We followed those up with a stunning, creamless forest-mushroom soup ($3.75) that tasted like a handful of clean, musty earth had been put through a food processor until it liquified, and an excellent grilled vegetable salad with garlic aioli ($5.75). But the best thing about the salad was how well its Roquefort crumbles went with the Honig sauvignon blanc we'd ordered for our entrees. This was one of those celestial food-wine matchups that connoisseurs dream of, a time when the planets converge and the heavens open up--or, at the very least, when mere mortals feel it necessary to say "Wow."

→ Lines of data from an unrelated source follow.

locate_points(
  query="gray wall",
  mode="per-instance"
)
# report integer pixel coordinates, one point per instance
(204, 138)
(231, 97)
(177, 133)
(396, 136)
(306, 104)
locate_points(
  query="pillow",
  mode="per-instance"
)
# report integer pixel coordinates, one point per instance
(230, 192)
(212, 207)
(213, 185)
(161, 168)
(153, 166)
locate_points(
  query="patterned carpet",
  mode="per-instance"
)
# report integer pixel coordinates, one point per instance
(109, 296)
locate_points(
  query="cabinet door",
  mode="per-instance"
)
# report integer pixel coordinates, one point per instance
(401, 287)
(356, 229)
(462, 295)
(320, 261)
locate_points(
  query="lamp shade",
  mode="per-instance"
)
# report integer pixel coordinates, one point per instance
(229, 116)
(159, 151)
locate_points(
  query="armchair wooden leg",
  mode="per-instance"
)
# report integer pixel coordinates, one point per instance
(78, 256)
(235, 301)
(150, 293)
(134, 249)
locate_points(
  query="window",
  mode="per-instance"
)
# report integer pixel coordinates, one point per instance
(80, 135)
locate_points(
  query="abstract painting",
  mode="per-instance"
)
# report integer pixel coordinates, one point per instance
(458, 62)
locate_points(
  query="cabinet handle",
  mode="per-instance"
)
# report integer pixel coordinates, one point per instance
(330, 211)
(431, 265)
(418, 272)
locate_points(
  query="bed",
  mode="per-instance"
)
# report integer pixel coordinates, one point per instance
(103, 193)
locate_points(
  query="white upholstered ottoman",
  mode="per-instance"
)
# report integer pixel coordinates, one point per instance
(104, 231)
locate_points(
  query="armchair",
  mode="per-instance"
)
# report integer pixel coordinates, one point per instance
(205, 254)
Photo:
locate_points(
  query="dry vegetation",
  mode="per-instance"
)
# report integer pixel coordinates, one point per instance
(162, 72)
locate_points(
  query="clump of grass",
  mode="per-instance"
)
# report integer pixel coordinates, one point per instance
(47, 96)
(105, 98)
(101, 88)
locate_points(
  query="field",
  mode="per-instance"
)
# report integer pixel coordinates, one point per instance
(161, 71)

Which we did. We could have quit there and been satisfied with another great meal, but we still had the charbroiled salmon ($15.95) and the roasted sea bass ($15.50) to go. Both pieces of fish had been cooked to that ideal medium-rare, when the very center remains plush and moist, and paired with unerring sides. The salmon came nestled next to a rich gratin of roasted artichokes and potatoes, gently grilled asparagus and a delicate, lemon-kissed creme fraiche; the sea bass, which tasted nothing like the low-grade stuff I've gotten from local markets, was surrounded by grilled fennel and tomatoes and a small scoop of mashed potatoes moistened with basil oil.
We could have quit there and been very satisfied, but two desserts sounded irresistible. The raspberry cream Napoleon (that makes two of those on the menu--does someone have a complex?) with hot chocolate sauce featured a magnificent raspberry-moussy concoction. And then, at last, came the grilled banana "split" with toffee ice cream and caramel sauce, in which that unnecessary banana detracted from the exceptional ice cream. But everything else at this boffo brasserie was right on target.
"When I visited Paris, I was intrigued by all the brasseries--every corner had one," Taylor explains. "I asked myself: What is the attraction? Then I realized their customers liked the comfortable room, cozy chairs and simple yet quality food. Brasseries are accessible."
They're also the Next Big Thing in American dining, which means Taylor's new place has hit the Z-spot. No wonder he's one of the town's top bananas.